Quem emigra terá sempre os pés em duas canoas: o país em que foi viver e a pátria que deixou. Pesada sina. Será sempre estrangeiro, com a graça ou a maldição de ver tudo por outro ângulo, de fazer de outro jeito, de trazer um espírito diferente, de tomar por errado o estranho e condenar ou de ser testemunha e compreender. Por toda a vida, desenraizamento. Haverá sempre de perseguir os cheiros, os gostos, as cores e as pronúncias da terra natal. Fazer planos de voltar, sonhar com o aninho da antiga casa, na rua e no bairro que foi seu. Desejar o regaço da terra mãe. Viver eternamente em dois mundos.
Arrojados os que fazem a travessia. Partir é grande feito. Aos que cruzam, incertezas, angústias e inquietações. Afortunados os que chegam. Renitentes os que permanecem: há, para tantos, vida melhor além.
Quem imigra tem sempre os pés em duas canoas: o país em que vive e a pátria distante. Difícil equilíbrio. Por defesa, se engana agarrado nalguma fresta, sempre que pode, horas sem fim, tenta e tenta acompanhar o ordinário da realidade que deixou. Bem o sabe, o passado não retorna. O tempo trata de tudo mudar. Sua terra já não é a mesma nem as pessoas permanecem iguais depois da despedida. A conversa à distância quase em nada diminui a solidão nem as imagens abrandam as saudades que sente de tudo. Ficam os resilientes e perseverantes. Ficam também aqueles sem caminho de volta, os que perderam qualquer possibilidade de regresso, os desterrados.

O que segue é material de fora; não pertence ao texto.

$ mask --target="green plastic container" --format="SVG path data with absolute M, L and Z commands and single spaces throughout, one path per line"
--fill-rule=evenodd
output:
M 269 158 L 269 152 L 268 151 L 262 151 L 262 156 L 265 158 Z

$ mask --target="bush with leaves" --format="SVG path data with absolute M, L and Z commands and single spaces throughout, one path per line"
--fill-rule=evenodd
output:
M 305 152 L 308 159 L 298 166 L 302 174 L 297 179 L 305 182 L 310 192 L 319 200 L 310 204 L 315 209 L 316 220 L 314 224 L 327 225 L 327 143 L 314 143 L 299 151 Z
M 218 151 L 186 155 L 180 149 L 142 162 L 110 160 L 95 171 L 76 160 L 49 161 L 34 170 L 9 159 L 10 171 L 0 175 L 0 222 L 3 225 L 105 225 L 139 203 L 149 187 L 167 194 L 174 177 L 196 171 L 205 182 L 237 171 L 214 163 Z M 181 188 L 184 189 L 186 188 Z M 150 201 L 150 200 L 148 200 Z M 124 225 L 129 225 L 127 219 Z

Travessia é castigo e recompensa. O castigo, todo exilado experimenta um pouco ou por completo: sentir-se alienígena, inadequado, deslocado, desvinculado, excluído, sem reputação nem prestígio, sem ter com quem contar, sem ter em que se agarrar. A recompensa está no novo que se apresenta, na liberdade para reescrever a própria história, na maior independência, na autonomia para recriar-se sem amarras, sem ter a quem dar satisfação, sem ter de renunciar aos anseios e às oportunidades que enxerga; é tanto aprender, é transformar-se, é avessar-se ao virar-se para fora.
Ver partir é perder o chão. É impotência e dor. Na paisagem que é a mesma, os sons, cheiros, gostos e as cores de sempre, como são de sempre os compromissos… e o vazio, a falta. Vago. Luto. Aceitar, aquiescer, manter-se inteiro, seguir em frente e transpor. A travessia de quem fica é refazer-se por completo na ausência de quem partiu. Há esperança também. Há vez que ficar é pisar terra firme.
Quem volta, depois de imigrar, tem sempre os pés em duas canoas: o país natal pouco exato e a cultura que deixou menos exótica. Entre frustrado por impreciso fracasso e envaidecido por relativo sucesso, o retornado projeta. A sua angústia não tem fim. Regressa diferente, modificado, aculturado, desadaptado, capturado por outras referências. Torna estrangeiro. Infinito. Travessia.